-----BEGIN PGP SIGNED MESSAGE----- Hash: SHA1
Hello Sebastian and list,
Sebastian again suggested a fun task for the latest measurement team 1-1-1 task exchange round [0] that I picked up. He asked the following question:
When a new Tor version is released, how long does it take for 25, 50, 75% of all relays to update? How often do relays update in general? Is there an effect when for example Debian updates its packages? It would help me to get an idea what I need to answer these questions :-) "update" means you're running, then you go down, then within a few minutes you're back up again with a changed version
Here's what I came up with:
I suggest we use two data sets as input for this task. The first data set consists of archived consensuses, available at:
https://collector.torproject.org/archive/relay-descriptors/consensuses/
We'll need "valid-after" and "server-versions" from the header and "v" and "w" lines from all contained entries.

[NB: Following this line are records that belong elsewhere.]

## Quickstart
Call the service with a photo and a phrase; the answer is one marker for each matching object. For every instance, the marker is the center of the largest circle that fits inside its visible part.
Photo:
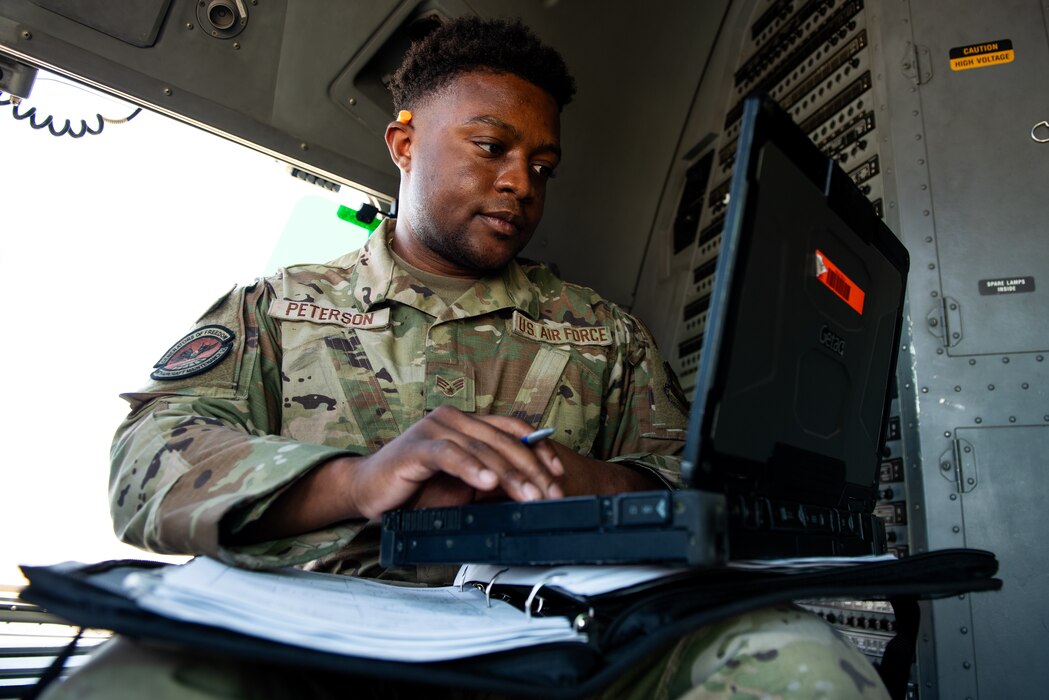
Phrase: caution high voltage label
(982, 56)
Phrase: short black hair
(471, 43)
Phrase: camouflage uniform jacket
(339, 359)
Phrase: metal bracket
(958, 464)
(944, 321)
(917, 63)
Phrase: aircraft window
(111, 246)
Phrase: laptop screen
(800, 343)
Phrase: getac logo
(830, 339)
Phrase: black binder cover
(628, 623)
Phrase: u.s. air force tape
(195, 353)
(560, 334)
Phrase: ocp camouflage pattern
(340, 359)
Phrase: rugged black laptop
(791, 400)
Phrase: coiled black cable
(67, 129)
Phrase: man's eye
(544, 171)
(490, 148)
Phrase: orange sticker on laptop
(838, 282)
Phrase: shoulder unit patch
(194, 354)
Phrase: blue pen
(541, 433)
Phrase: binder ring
(535, 590)
(488, 589)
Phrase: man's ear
(399, 142)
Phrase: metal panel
(975, 386)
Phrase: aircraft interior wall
(936, 108)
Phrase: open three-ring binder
(553, 633)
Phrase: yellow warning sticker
(982, 56)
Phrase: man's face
(474, 182)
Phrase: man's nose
(515, 176)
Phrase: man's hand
(448, 458)
(484, 453)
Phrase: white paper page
(344, 614)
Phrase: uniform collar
(377, 278)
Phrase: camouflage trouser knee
(780, 652)
(773, 653)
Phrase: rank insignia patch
(196, 353)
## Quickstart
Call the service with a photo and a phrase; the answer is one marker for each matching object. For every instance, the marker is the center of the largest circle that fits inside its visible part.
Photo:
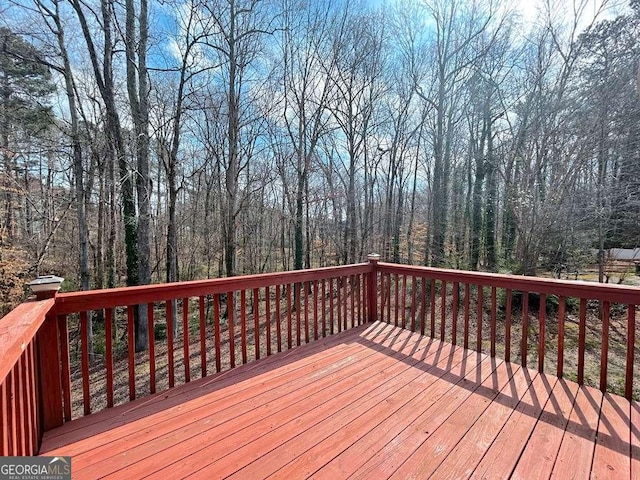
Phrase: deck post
(49, 370)
(372, 287)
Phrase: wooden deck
(372, 402)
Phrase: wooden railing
(210, 325)
(50, 371)
(556, 325)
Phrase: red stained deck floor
(372, 402)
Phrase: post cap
(373, 257)
(46, 286)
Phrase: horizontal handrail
(18, 328)
(223, 321)
(252, 315)
(569, 288)
(74, 302)
(20, 379)
(433, 300)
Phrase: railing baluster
(315, 309)
(278, 319)
(339, 303)
(383, 297)
(432, 307)
(352, 283)
(443, 309)
(203, 337)
(479, 315)
(169, 323)
(414, 285)
(267, 309)
(507, 326)
(20, 406)
(216, 331)
(84, 344)
(28, 400)
(185, 340)
(4, 418)
(388, 290)
(331, 329)
(542, 319)
(152, 348)
(631, 339)
(423, 315)
(230, 329)
(561, 319)
(604, 351)
(525, 327)
(345, 303)
(243, 324)
(108, 333)
(403, 312)
(256, 322)
(582, 326)
(360, 301)
(467, 309)
(289, 319)
(324, 308)
(305, 301)
(397, 293)
(131, 354)
(12, 413)
(63, 330)
(494, 307)
(33, 386)
(297, 293)
(454, 313)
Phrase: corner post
(372, 287)
(49, 370)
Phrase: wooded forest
(148, 142)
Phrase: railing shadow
(511, 398)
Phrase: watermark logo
(35, 468)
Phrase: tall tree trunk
(137, 88)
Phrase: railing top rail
(73, 302)
(569, 288)
(17, 329)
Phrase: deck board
(375, 401)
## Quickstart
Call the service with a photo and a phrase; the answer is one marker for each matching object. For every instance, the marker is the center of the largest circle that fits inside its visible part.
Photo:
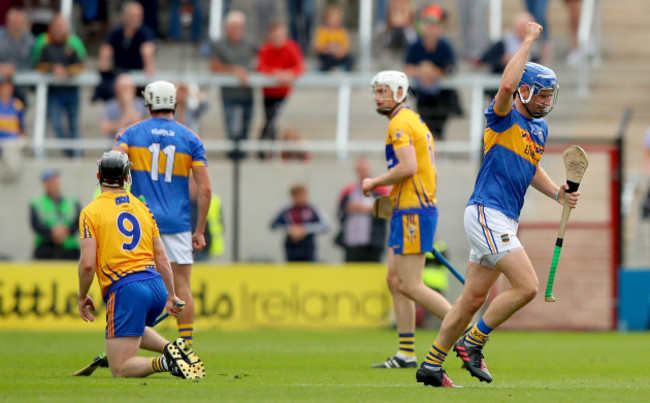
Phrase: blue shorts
(412, 233)
(133, 306)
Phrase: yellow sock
(186, 331)
(407, 344)
(436, 356)
(159, 364)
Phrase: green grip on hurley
(551, 275)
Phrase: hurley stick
(575, 164)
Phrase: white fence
(341, 145)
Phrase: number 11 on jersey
(170, 153)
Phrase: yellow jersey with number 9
(417, 194)
(124, 229)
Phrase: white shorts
(490, 233)
(178, 247)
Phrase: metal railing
(341, 145)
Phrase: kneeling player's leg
(153, 341)
(184, 292)
(122, 353)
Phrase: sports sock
(436, 356)
(469, 327)
(406, 344)
(479, 334)
(159, 364)
(186, 331)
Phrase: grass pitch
(333, 366)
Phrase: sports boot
(473, 360)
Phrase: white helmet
(394, 80)
(160, 95)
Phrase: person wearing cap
(55, 220)
(16, 43)
(11, 111)
(62, 54)
(427, 61)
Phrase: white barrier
(341, 145)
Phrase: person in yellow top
(412, 172)
(332, 42)
(120, 242)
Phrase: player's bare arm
(514, 70)
(543, 183)
(204, 197)
(164, 268)
(405, 168)
(86, 274)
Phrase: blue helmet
(538, 78)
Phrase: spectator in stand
(645, 209)
(362, 235)
(427, 61)
(573, 6)
(16, 43)
(281, 59)
(41, 13)
(500, 53)
(400, 31)
(332, 41)
(301, 221)
(123, 110)
(300, 17)
(7, 5)
(538, 8)
(183, 14)
(11, 112)
(63, 54)
(190, 105)
(55, 220)
(472, 19)
(234, 54)
(126, 48)
(293, 149)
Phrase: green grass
(333, 366)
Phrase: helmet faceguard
(394, 80)
(113, 169)
(538, 78)
(160, 95)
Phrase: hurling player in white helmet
(514, 139)
(164, 154)
(412, 174)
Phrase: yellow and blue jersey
(513, 146)
(417, 194)
(124, 229)
(163, 153)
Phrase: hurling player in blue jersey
(514, 142)
(164, 153)
(412, 174)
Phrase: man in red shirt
(281, 58)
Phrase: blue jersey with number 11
(163, 153)
(124, 230)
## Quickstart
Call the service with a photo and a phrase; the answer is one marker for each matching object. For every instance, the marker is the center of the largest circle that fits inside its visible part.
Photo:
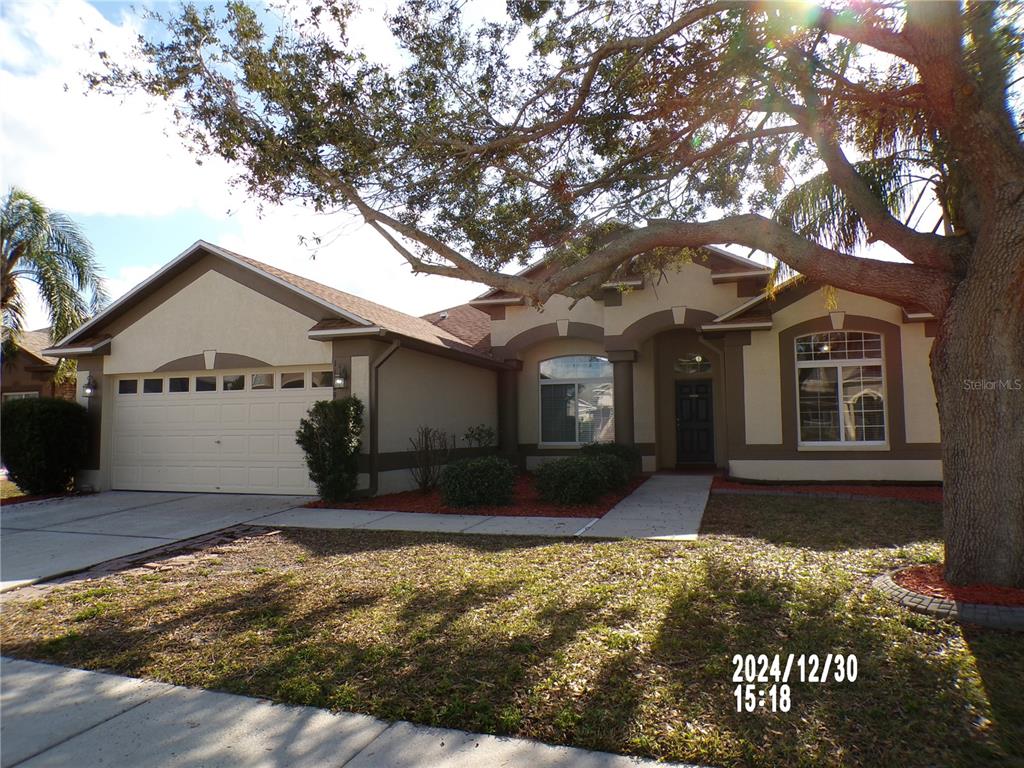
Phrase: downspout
(374, 413)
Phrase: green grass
(624, 646)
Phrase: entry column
(622, 363)
(508, 408)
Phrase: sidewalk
(53, 716)
(667, 507)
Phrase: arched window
(577, 400)
(841, 388)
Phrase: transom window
(577, 400)
(692, 363)
(841, 388)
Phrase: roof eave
(202, 245)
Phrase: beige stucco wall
(762, 389)
(761, 366)
(419, 389)
(920, 408)
(215, 312)
(519, 318)
(529, 388)
(689, 286)
(643, 393)
(909, 470)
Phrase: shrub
(485, 480)
(43, 442)
(431, 449)
(629, 454)
(480, 436)
(330, 437)
(578, 479)
(616, 471)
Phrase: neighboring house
(203, 372)
(29, 373)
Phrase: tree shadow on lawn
(822, 524)
(912, 702)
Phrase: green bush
(43, 442)
(330, 437)
(629, 454)
(485, 480)
(578, 479)
(616, 471)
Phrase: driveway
(42, 540)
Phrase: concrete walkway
(666, 507)
(52, 716)
(45, 539)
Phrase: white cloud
(89, 154)
(353, 258)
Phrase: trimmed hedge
(330, 437)
(43, 442)
(485, 480)
(581, 479)
(628, 454)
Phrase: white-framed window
(577, 400)
(841, 393)
(19, 395)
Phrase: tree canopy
(591, 132)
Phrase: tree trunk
(978, 371)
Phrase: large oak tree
(595, 132)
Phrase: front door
(694, 423)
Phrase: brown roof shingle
(468, 323)
(378, 314)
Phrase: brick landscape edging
(994, 616)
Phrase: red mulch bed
(525, 503)
(927, 580)
(902, 493)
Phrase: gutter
(374, 414)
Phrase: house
(29, 373)
(201, 374)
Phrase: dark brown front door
(694, 423)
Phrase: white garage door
(228, 431)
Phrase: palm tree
(49, 249)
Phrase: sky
(118, 168)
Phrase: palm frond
(49, 249)
(817, 209)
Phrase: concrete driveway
(42, 540)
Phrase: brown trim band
(535, 335)
(664, 320)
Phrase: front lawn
(525, 502)
(624, 646)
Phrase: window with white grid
(841, 388)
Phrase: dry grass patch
(623, 646)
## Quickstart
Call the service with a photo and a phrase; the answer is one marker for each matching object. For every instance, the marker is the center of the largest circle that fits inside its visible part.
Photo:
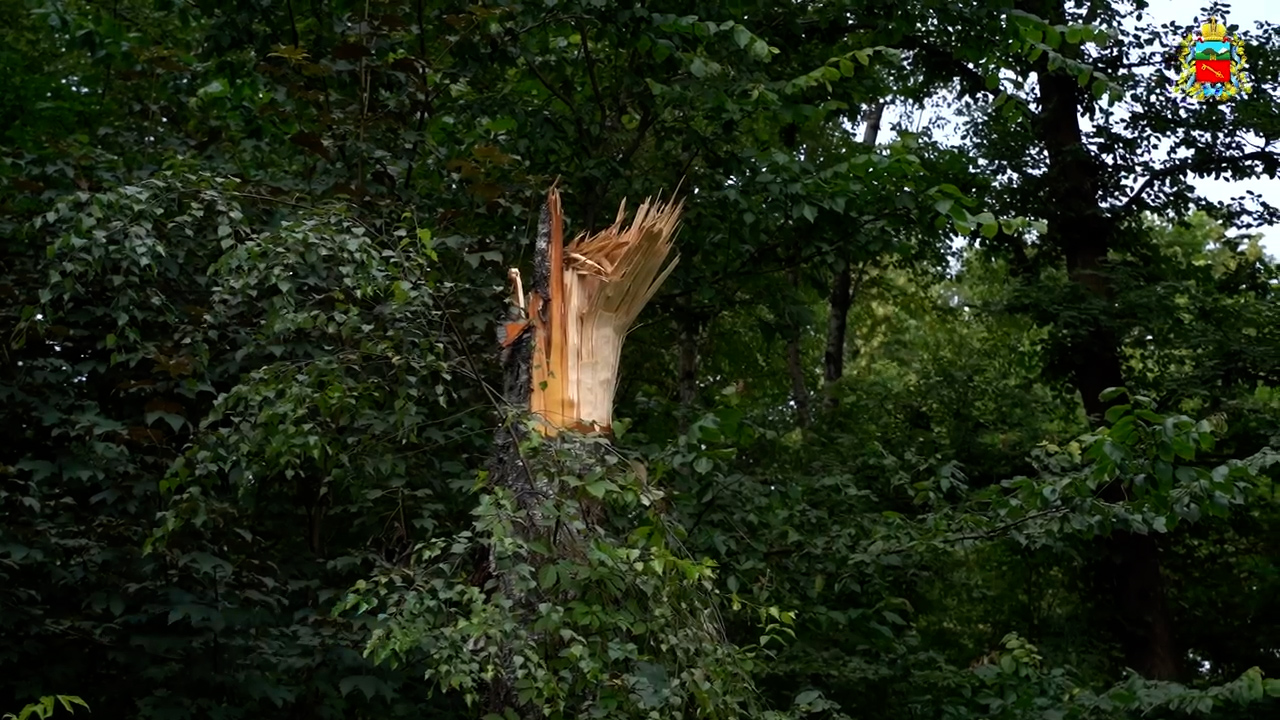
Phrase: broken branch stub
(583, 302)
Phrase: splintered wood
(595, 290)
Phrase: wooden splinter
(583, 301)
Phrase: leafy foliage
(254, 264)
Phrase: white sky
(1185, 13)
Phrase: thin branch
(590, 73)
(1198, 165)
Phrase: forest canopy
(926, 423)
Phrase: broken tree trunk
(584, 300)
(561, 354)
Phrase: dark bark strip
(795, 364)
(844, 288)
(1127, 565)
(837, 324)
(690, 329)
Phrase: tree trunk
(1128, 565)
(844, 288)
(837, 326)
(686, 377)
(561, 352)
(795, 361)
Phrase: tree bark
(1127, 568)
(837, 326)
(686, 377)
(844, 288)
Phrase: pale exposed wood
(598, 287)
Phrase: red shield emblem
(1212, 71)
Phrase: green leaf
(366, 684)
(1111, 393)
(547, 577)
(808, 697)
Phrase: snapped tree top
(583, 302)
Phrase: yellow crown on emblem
(1212, 31)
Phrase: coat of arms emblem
(1212, 64)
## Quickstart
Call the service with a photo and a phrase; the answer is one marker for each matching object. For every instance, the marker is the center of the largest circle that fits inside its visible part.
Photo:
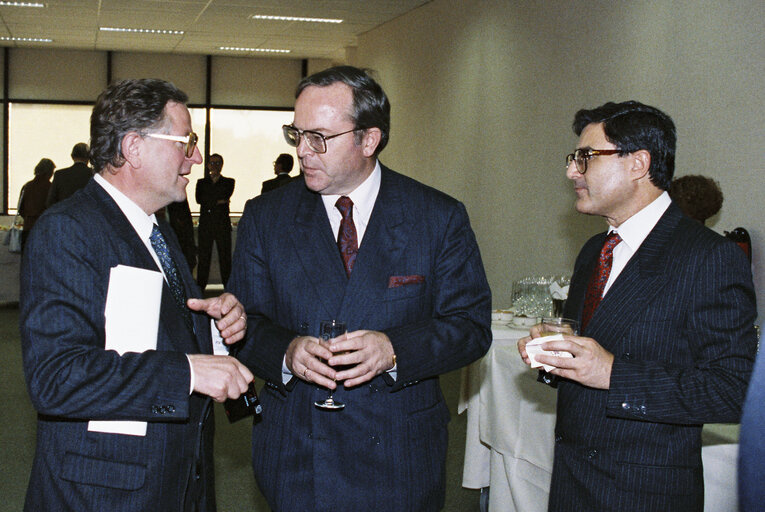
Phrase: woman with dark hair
(33, 196)
(698, 196)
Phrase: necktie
(168, 266)
(347, 241)
(599, 277)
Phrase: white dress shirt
(143, 225)
(633, 231)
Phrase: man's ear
(132, 146)
(370, 141)
(640, 163)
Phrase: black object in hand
(244, 406)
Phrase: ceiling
(207, 25)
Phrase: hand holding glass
(328, 330)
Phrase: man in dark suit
(71, 179)
(142, 148)
(282, 167)
(751, 462)
(670, 345)
(410, 286)
(213, 194)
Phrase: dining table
(510, 433)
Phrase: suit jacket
(274, 183)
(67, 181)
(751, 467)
(679, 321)
(71, 378)
(418, 277)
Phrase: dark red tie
(599, 277)
(347, 241)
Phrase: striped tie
(347, 241)
(599, 277)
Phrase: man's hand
(219, 377)
(306, 358)
(370, 351)
(590, 366)
(228, 312)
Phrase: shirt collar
(635, 229)
(363, 197)
(142, 223)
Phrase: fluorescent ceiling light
(294, 18)
(21, 4)
(27, 39)
(142, 30)
(263, 50)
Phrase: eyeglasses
(581, 156)
(315, 140)
(189, 141)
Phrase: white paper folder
(132, 321)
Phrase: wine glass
(329, 329)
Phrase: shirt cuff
(191, 372)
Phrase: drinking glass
(328, 330)
(559, 325)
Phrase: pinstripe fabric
(679, 321)
(72, 379)
(386, 450)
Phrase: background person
(69, 180)
(282, 167)
(213, 194)
(33, 196)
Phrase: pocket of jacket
(82, 469)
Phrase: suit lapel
(642, 277)
(383, 244)
(137, 255)
(317, 250)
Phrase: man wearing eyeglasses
(117, 346)
(397, 262)
(666, 309)
(213, 193)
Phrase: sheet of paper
(533, 349)
(132, 321)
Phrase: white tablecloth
(510, 434)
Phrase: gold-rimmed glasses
(315, 140)
(189, 141)
(581, 156)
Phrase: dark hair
(285, 162)
(45, 168)
(80, 151)
(698, 196)
(371, 108)
(632, 126)
(134, 105)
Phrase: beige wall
(483, 94)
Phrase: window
(248, 140)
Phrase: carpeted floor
(235, 485)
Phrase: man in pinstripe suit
(670, 345)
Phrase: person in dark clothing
(213, 195)
(69, 180)
(282, 168)
(33, 196)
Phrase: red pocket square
(396, 281)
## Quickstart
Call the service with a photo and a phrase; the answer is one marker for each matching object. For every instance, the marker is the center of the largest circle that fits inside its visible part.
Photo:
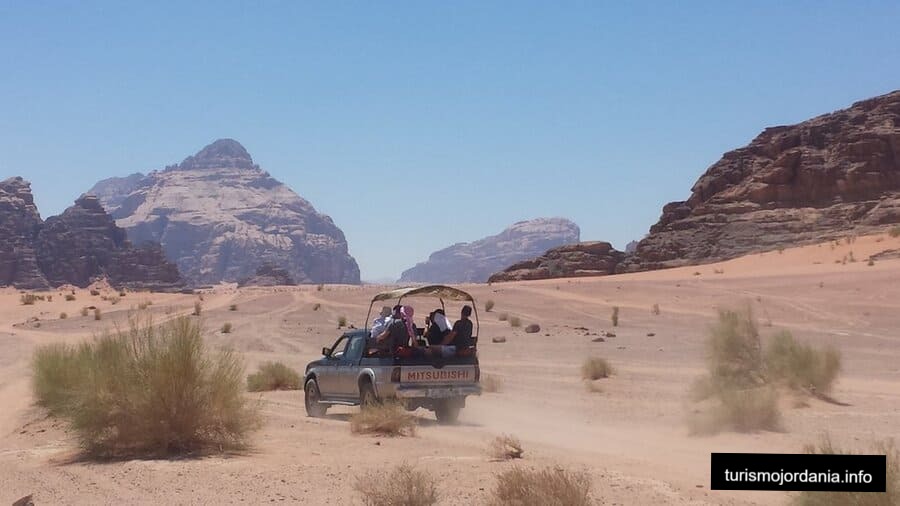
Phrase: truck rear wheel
(313, 401)
(447, 412)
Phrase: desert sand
(631, 437)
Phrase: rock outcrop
(20, 223)
(78, 247)
(219, 216)
(821, 179)
(476, 261)
(269, 275)
(572, 260)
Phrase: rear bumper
(436, 391)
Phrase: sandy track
(631, 437)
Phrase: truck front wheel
(447, 411)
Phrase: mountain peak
(223, 153)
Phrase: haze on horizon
(436, 122)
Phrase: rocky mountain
(476, 261)
(821, 179)
(219, 217)
(20, 223)
(572, 260)
(77, 247)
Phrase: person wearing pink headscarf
(407, 312)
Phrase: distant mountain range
(220, 217)
(476, 261)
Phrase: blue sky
(439, 121)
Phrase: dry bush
(595, 368)
(545, 487)
(491, 383)
(387, 419)
(273, 376)
(890, 496)
(146, 391)
(799, 365)
(505, 447)
(403, 486)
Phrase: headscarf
(406, 312)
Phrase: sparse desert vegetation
(505, 447)
(273, 376)
(118, 390)
(402, 486)
(388, 418)
(595, 368)
(542, 487)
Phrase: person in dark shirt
(460, 336)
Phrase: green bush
(799, 365)
(146, 391)
(273, 376)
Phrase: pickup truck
(348, 374)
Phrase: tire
(313, 400)
(447, 412)
(367, 397)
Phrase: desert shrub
(491, 383)
(273, 376)
(387, 419)
(799, 365)
(505, 447)
(595, 368)
(890, 496)
(545, 487)
(403, 486)
(147, 391)
(57, 370)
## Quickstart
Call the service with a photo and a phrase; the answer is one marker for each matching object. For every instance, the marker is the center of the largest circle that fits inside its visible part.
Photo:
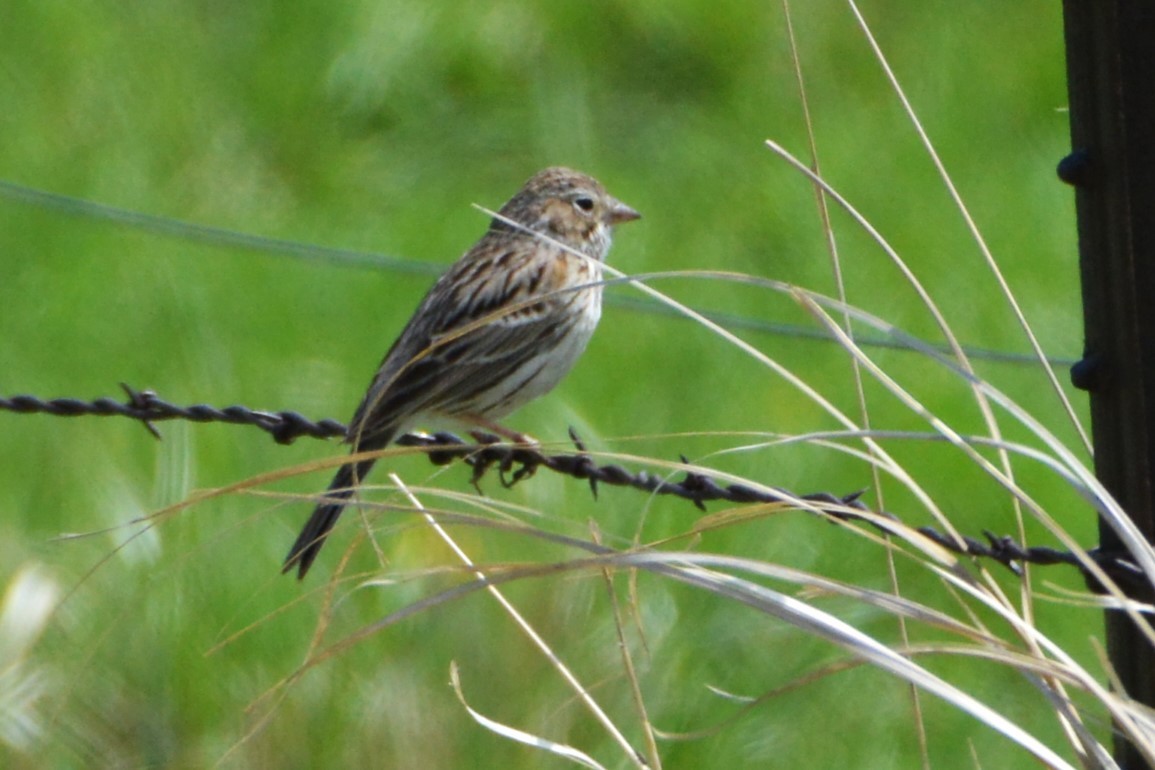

Example:
valid-after 2015-09-18 08:00:00 server-versions 0.2.4.23,0.2.4.24,0.2.4.25,0.2.4.26,0.2.4.27,0.2.5.8-rc,0.2.5.9-rc,0.2.5.10,0.2.5.11,0.2.5.12,0.2.6.5-rc,0.2.6.6,0.2.6.7,0.2.6.8,0.2.6.9,0.2.6.10,0.2.7.1-alpha,0.2.7.2-alpha v Tor 0.2.7.2-alpha-dev w Bandwidth=450 v Tor 0.2.6.10 w Bandwidth=23 [...]
We can use those lines to *count* the number of running relays with a given version string, and we can sum up the *fraction* of consensus weights of relays running a given version string. Both can be useful, though I suspect the latter to be more meaningful.
We should aggregate these consensus parts into daily statistics to make them easier to handle. We can do that by keeping counters per (date, version) tuple and per (date) for a) number of relays and b) consensus weight, and then we divide the (date, version) numbers by the (date) numbers to obtain averages. We'd also determine whether a version is recommended, whether it's the latest recommended version in its series, and whether it's the latest recommended stable version. The result would be a .csv file like the following (example data!):
date,version,recommended,series,stable,count,fraction 2015-09-18,0.2.6.10,TRUE,TRUE,TRUE,0.387,0.451 2015-09-18,0.2.6.9,TRUE,FALSE,FALSE,0.063,0.0102 2015-09-18,0.2.6.8,TRUE,FALSE,FALSE,0.021,0.001 2015-09-18,0.2.6.7,TRUE,FALSE,FALSE,0.016,0.009
Read this as: "On 2015-09-18, version 0.2.6.10, which was both recommended and the latest in its series, was run by 38.7% of relays by count or 45.1% by consensus weight." (again, example data!)
You could then draw graphs similar to https://metrics.torproject.org/versions.html, but with a percent scale on y. Though I'm not sure how readable those graphs would be with a few dozen lines in them. Still, they might be useful to explore the data set.
The second data set that would be useful here is events related to versions. The following events come to mind:
- tagged as version in Git (use a command similar to [1]),
- tagged as alpha, beta, rc, or stable (look at version string),
- first/last recommended by directory authorities for relays (parse from consensuses),
- last recommended as newest version in a series or newest stable version (also parse from consensuses), or
- first released in Debian stable (unclear how to obtain those dates).
A possible data format would be:
date,version,event 2015-07-12,0.2.6.10,git_tag 2015-06-10,0.2.6.9,git_tag 2015-05-19,0.2.6.8,git_tag 2015-04-06,0.2.6.7,git_tag
For exploratory purposes, you could add these as colored vertical lines to the graphs above. Of course, adding more elements to a probably already overloaded graph doesn't exactly make it easier to understand. But if you limit the x axis on just a month or two, it might be useful.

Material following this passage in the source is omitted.